11 outubro 2019

O Juiz-Pistoleiro (16)

(Continuação daqui)

O Juiz-Pistoleiro
(Novela)


Cap. 16. De arma na mão



Maria Eufémia dos Coldres tinha adoptado o apelido do marido quando casaram, havia trinta e sete anos. Ainda jovem mãe, ganhou celebridade  na sua cidade natal, por ter liderado um movimento de mulheres conhecido por As mães de Bragança, que chegou a fazer parangonas na imprensa internacional.

Naquele dia saiu de casa decidida a ir comprar cuecas ao marido. O testemunho dela devia chegar, mas não fosse ele ter de se despir em tribunal para mostrar a virilha, e os elásticos das cuecas que tinha já estavam muito gastos. Nos últimos anos, o juiz tinha engordado uns quilitos e os elásticos deram de si.

Nos anos oitenta, os dois filhos do casal eram ainda pequenos, ocorreu uma invasão da cidade por meninas brasileiras trazidas pela democratização e pela liberalização do país.

As brasileiras vieram pôr em alvoroço um meio que era essencialmente pacato. Passeavam-se a toda a hora no centro da cidade, sapato de salto alto, unhas e lábios vermelhos, mostrando as pernas até às coxas, cabelos impecavelmente arranjados, perfumes de Paris, bamboleando as ancas até pôr a cabeça em água ao mais contido dos brigantinos.

O juiz, então em começo de carreira, não foi excepção.

Para os comerciantes da cidade, as meninas brasileiras foram um milagre. Os cabeleireiros estavam cheios de manhã à noite, abriram novas perfumarias e lojas de roupa de mulher por toda a cidade, o aumento do consumo de caipirinha nos bares quadruplicou, o mercado de arrendamento subiu em flecha. Numa das zonas menos concorridas da cidade abriu discretamente uma sex shop onde, em breve, os clientes faziam fila à porta.

O movimento de revolta surgiu quando menos se esperava e teve o juiz Francis dos Coldres como protagonista principal. Um dia, ele julgava no tribunal da cidade uma mulher de 83 anos por violência doméstica. A mulher agredira o marido, cinco anos mais novo, com um sacho por ele se ter envolvido durante três quartos de hora, ao preço de 500 escudos, com uma resplandescente brasileira de 28 anos, chamada Monique, que estava agora entre a assistência na qualidade de testemunha.

Finda a quarta sessão do julgamento, eram vinte para as cinco da tarde, o juiz mandou sair toda a gente da sala de audiências, menos a Monique, porque precisava de se certificar acerca de uns detalhes sobre os seus elementos de identificação.

Às sete e meia o juiz ainda não tinha chegado a casa para jantar. Nesse dia, Maria Eufémia tinha feito um refogado que não podia esperar muito tempo. Às oito, começou a telefonar para todo o lado à procura do marido. Naquela pequena cidade toda a gente se conhecia e ninguém sabia dele.

Maria Eufémia pediu à vizinha que lhe tomasse conta dos filhos e do refogado e meteu pés a caminho para o tribunal, que ficava a dez minutos de distância. Entrou esbaforida pela secretaria onde já só se encontrava o pessoal da limpeza. Foi à sala de reuniões, e só encontrou lá um advogado, em horas extraordinárias, a consultar um processo.

Decidiu, então, ir à sala de audiências número três.  A porta estava trancada, mas ela forçou a entrada, com os nervos que tinha nada nem ninguém a conseguia conter. Abriu a porta e não podia acreditar no que via. Lá dentro estava o marido e a Monique. A Monique sentada ao colo do juiz.

Mais arrepiante para ela foi ver que, sob a toga arregaçada, o marido estava de arma na mão.

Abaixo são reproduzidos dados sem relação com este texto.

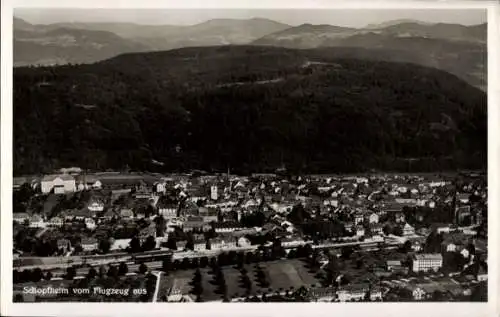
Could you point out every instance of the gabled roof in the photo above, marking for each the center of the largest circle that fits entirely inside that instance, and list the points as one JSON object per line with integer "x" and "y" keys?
{"x": 64, "y": 177}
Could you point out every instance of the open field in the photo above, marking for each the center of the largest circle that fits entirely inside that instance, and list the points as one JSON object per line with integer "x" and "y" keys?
{"x": 282, "y": 276}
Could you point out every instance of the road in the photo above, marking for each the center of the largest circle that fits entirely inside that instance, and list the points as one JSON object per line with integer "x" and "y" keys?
{"x": 157, "y": 287}
{"x": 61, "y": 263}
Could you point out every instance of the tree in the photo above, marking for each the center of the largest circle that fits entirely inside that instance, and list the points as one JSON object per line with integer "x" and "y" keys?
{"x": 203, "y": 262}
{"x": 406, "y": 247}
{"x": 143, "y": 268}
{"x": 122, "y": 269}
{"x": 70, "y": 273}
{"x": 149, "y": 244}
{"x": 113, "y": 271}
{"x": 135, "y": 245}
{"x": 26, "y": 275}
{"x": 347, "y": 252}
{"x": 37, "y": 275}
{"x": 167, "y": 265}
{"x": 104, "y": 245}
{"x": 92, "y": 273}
{"x": 102, "y": 271}
{"x": 172, "y": 242}
{"x": 18, "y": 298}
{"x": 16, "y": 277}
{"x": 48, "y": 276}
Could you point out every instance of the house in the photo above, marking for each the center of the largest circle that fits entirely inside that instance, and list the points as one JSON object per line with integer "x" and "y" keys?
{"x": 377, "y": 228}
{"x": 417, "y": 246}
{"x": 408, "y": 230}
{"x": 360, "y": 231}
{"x": 147, "y": 232}
{"x": 243, "y": 242}
{"x": 376, "y": 293}
{"x": 463, "y": 198}
{"x": 181, "y": 244}
{"x": 167, "y": 208}
{"x": 90, "y": 223}
{"x": 199, "y": 243}
{"x": 126, "y": 213}
{"x": 173, "y": 289}
{"x": 225, "y": 242}
{"x": 353, "y": 292}
{"x": 396, "y": 266}
{"x": 322, "y": 294}
{"x": 86, "y": 182}
{"x": 20, "y": 217}
{"x": 36, "y": 222}
{"x": 349, "y": 226}
{"x": 482, "y": 273}
{"x": 427, "y": 262}
{"x": 160, "y": 187}
{"x": 208, "y": 214}
{"x": 195, "y": 224}
{"x": 418, "y": 293}
{"x": 59, "y": 184}
{"x": 373, "y": 218}
{"x": 64, "y": 244}
{"x": 399, "y": 217}
{"x": 358, "y": 218}
{"x": 228, "y": 226}
{"x": 96, "y": 206}
{"x": 108, "y": 215}
{"x": 331, "y": 202}
{"x": 89, "y": 244}
{"x": 55, "y": 222}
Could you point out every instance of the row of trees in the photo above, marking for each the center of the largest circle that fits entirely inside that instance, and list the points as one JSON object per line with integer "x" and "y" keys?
{"x": 113, "y": 271}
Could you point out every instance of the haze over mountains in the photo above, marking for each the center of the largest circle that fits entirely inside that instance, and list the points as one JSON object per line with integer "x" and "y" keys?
{"x": 251, "y": 108}
{"x": 458, "y": 49}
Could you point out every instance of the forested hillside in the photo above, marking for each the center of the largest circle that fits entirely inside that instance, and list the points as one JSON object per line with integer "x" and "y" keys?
{"x": 248, "y": 108}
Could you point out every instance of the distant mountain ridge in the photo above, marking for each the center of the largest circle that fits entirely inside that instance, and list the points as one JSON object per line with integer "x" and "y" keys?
{"x": 458, "y": 49}
{"x": 253, "y": 108}
{"x": 34, "y": 45}
{"x": 455, "y": 48}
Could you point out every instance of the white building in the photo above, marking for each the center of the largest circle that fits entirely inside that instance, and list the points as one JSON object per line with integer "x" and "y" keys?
{"x": 37, "y": 222}
{"x": 214, "y": 192}
{"x": 96, "y": 206}
{"x": 373, "y": 218}
{"x": 408, "y": 230}
{"x": 90, "y": 223}
{"x": 55, "y": 222}
{"x": 20, "y": 217}
{"x": 427, "y": 262}
{"x": 60, "y": 184}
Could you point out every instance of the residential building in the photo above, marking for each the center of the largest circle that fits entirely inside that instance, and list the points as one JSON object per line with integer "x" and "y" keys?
{"x": 89, "y": 244}
{"x": 373, "y": 218}
{"x": 20, "y": 217}
{"x": 59, "y": 184}
{"x": 55, "y": 222}
{"x": 408, "y": 230}
{"x": 96, "y": 206}
{"x": 353, "y": 292}
{"x": 228, "y": 226}
{"x": 36, "y": 221}
{"x": 427, "y": 262}
{"x": 90, "y": 223}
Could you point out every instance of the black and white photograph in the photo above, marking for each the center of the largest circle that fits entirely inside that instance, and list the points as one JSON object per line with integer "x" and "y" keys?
{"x": 248, "y": 155}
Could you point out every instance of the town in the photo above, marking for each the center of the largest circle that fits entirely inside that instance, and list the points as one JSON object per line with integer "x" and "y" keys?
{"x": 258, "y": 238}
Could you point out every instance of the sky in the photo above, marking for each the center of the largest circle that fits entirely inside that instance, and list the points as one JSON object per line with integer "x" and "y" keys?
{"x": 341, "y": 17}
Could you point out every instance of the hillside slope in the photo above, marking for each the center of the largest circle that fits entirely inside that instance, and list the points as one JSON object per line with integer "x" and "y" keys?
{"x": 458, "y": 49}
{"x": 45, "y": 46}
{"x": 250, "y": 108}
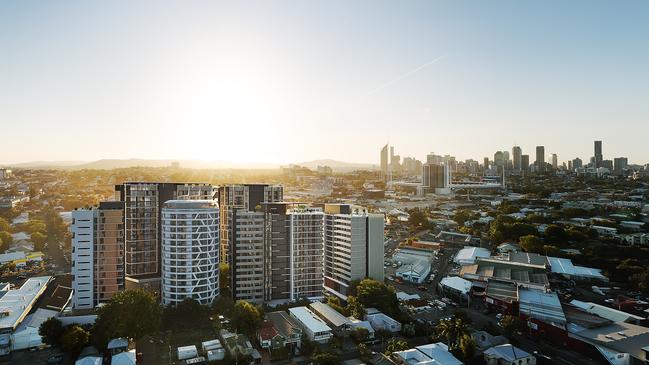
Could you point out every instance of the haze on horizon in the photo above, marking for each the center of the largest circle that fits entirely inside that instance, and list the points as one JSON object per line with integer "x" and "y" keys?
{"x": 279, "y": 82}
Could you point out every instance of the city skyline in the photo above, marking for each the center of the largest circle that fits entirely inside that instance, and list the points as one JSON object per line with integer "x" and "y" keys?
{"x": 76, "y": 77}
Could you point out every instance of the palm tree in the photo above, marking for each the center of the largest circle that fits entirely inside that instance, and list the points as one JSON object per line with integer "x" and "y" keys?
{"x": 453, "y": 330}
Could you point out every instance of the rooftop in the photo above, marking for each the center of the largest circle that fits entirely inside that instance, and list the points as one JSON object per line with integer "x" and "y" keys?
{"x": 457, "y": 283}
{"x": 507, "y": 352}
{"x": 329, "y": 314}
{"x": 611, "y": 314}
{"x": 309, "y": 319}
{"x": 541, "y": 305}
{"x": 468, "y": 254}
{"x": 15, "y": 304}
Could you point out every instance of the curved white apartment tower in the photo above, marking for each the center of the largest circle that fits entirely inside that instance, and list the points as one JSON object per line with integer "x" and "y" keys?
{"x": 190, "y": 251}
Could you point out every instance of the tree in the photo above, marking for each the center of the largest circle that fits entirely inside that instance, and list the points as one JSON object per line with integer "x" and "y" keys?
{"x": 6, "y": 238}
{"x": 246, "y": 318}
{"x": 452, "y": 329}
{"x": 39, "y": 240}
{"x": 531, "y": 243}
{"x": 74, "y": 339}
{"x": 4, "y": 225}
{"x": 355, "y": 308}
{"x": 334, "y": 302}
{"x": 187, "y": 314}
{"x": 417, "y": 219}
{"x": 130, "y": 313}
{"x": 510, "y": 324}
{"x": 467, "y": 347}
{"x": 51, "y": 331}
{"x": 375, "y": 294}
{"x": 364, "y": 351}
{"x": 360, "y": 334}
{"x": 396, "y": 344}
{"x": 556, "y": 234}
{"x": 325, "y": 358}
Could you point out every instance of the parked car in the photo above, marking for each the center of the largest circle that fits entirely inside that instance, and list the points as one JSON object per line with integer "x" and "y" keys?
{"x": 55, "y": 359}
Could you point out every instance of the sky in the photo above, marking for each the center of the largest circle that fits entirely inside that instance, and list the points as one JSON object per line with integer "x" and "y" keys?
{"x": 291, "y": 81}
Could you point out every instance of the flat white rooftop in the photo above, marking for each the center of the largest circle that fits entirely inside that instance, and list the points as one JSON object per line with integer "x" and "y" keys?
{"x": 309, "y": 319}
{"x": 15, "y": 304}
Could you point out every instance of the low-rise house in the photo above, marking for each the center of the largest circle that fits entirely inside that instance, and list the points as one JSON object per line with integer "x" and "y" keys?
{"x": 314, "y": 327}
{"x": 434, "y": 353}
{"x": 239, "y": 345}
{"x": 469, "y": 254}
{"x": 124, "y": 358}
{"x": 508, "y": 355}
{"x": 213, "y": 349}
{"x": 415, "y": 272}
{"x": 269, "y": 337}
{"x": 455, "y": 287}
{"x": 485, "y": 340}
{"x": 287, "y": 327}
{"x": 380, "y": 321}
{"x": 340, "y": 324}
{"x": 15, "y": 304}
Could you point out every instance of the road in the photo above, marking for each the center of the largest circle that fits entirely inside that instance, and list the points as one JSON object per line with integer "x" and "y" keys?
{"x": 559, "y": 355}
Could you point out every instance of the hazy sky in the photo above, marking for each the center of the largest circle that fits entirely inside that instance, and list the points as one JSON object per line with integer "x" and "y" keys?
{"x": 292, "y": 81}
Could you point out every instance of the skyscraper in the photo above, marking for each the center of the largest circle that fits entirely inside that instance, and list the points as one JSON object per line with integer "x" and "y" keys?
{"x": 599, "y": 157}
{"x": 499, "y": 161}
{"x": 384, "y": 162}
{"x": 540, "y": 158}
{"x": 143, "y": 202}
{"x": 244, "y": 196}
{"x": 577, "y": 163}
{"x": 517, "y": 153}
{"x": 434, "y": 177}
{"x": 619, "y": 164}
{"x": 190, "y": 251}
{"x": 294, "y": 249}
{"x": 97, "y": 254}
{"x": 525, "y": 163}
{"x": 247, "y": 265}
{"x": 353, "y": 247}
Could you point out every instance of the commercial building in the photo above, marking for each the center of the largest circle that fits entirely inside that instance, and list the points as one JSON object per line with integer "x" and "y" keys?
{"x": 246, "y": 197}
{"x": 525, "y": 163}
{"x": 619, "y": 165}
{"x": 381, "y": 321}
{"x": 97, "y": 254}
{"x": 540, "y": 158}
{"x": 143, "y": 202}
{"x": 384, "y": 162}
{"x": 517, "y": 154}
{"x": 248, "y": 255}
{"x": 353, "y": 247}
{"x": 15, "y": 304}
{"x": 469, "y": 254}
{"x": 190, "y": 251}
{"x": 434, "y": 176}
{"x": 599, "y": 156}
{"x": 508, "y": 355}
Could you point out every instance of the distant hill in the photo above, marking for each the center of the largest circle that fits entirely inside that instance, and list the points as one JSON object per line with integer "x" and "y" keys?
{"x": 340, "y": 166}
{"x": 108, "y": 164}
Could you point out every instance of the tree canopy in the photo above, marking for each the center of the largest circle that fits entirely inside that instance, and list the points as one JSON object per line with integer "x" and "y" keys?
{"x": 375, "y": 294}
{"x": 246, "y": 318}
{"x": 130, "y": 314}
{"x": 74, "y": 339}
{"x": 51, "y": 331}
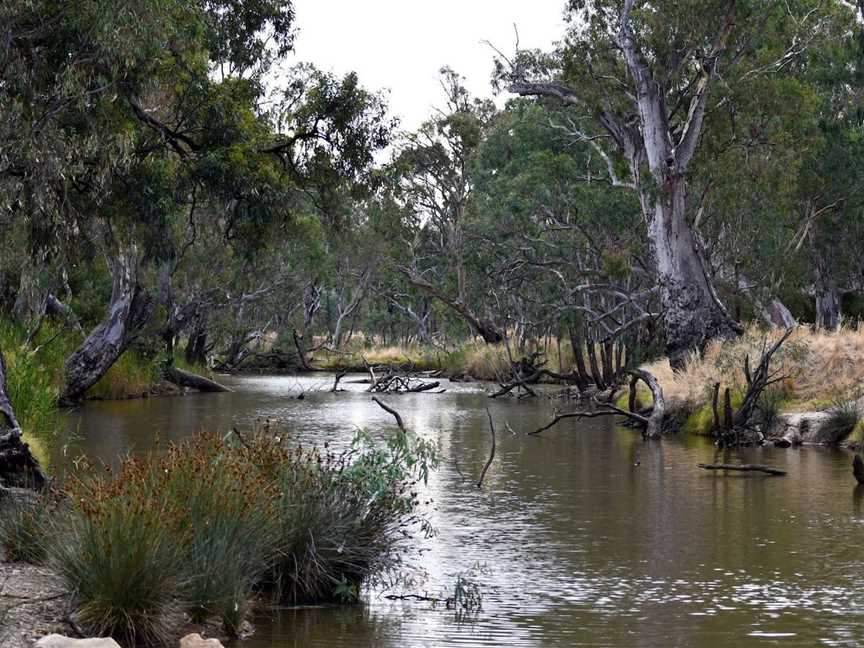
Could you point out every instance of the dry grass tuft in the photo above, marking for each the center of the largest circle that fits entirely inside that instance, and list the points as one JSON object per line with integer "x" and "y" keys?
{"x": 821, "y": 367}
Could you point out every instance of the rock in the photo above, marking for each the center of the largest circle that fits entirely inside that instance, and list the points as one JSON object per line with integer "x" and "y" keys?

No dia seguinte, Maria Eufémia juntou todas as mulheres casadas, entre os 25 e os 85 anos, e organizou o movimento que viria a expulsar da cidade todas as brasileiras, que tivessem entre 18 e 35 anos de idade.

Esta revolta atraiu a imprensa nacional e internacional, que rapidamente invadiu a cidade, em substituição das brasileiras, para apurar o que se tinha passado. O verdadeiro diagnóstico foi feito por uma célebre revista internacional, que entrevistou várias das meninas brasileiras que tinham tido acesso às fontes de informação privilegiadas para se saber verdadeiramente as causas de todo aquele alvoroço.

E as causas eram várias. Algumas mães de Bragança eram desdentadas. Outras serviam o jantar à mesa com as unhas pretas de andarem a lavrar as terras durante o dia. Mas a causa que mais impressionou a opinião pública internacional é que algumas mães de Bragança iam para o leito conjugal, com os seus respectivos maridos, ainda com as mãos a cheirar a cebola do refogado que tinham feito para o jantar.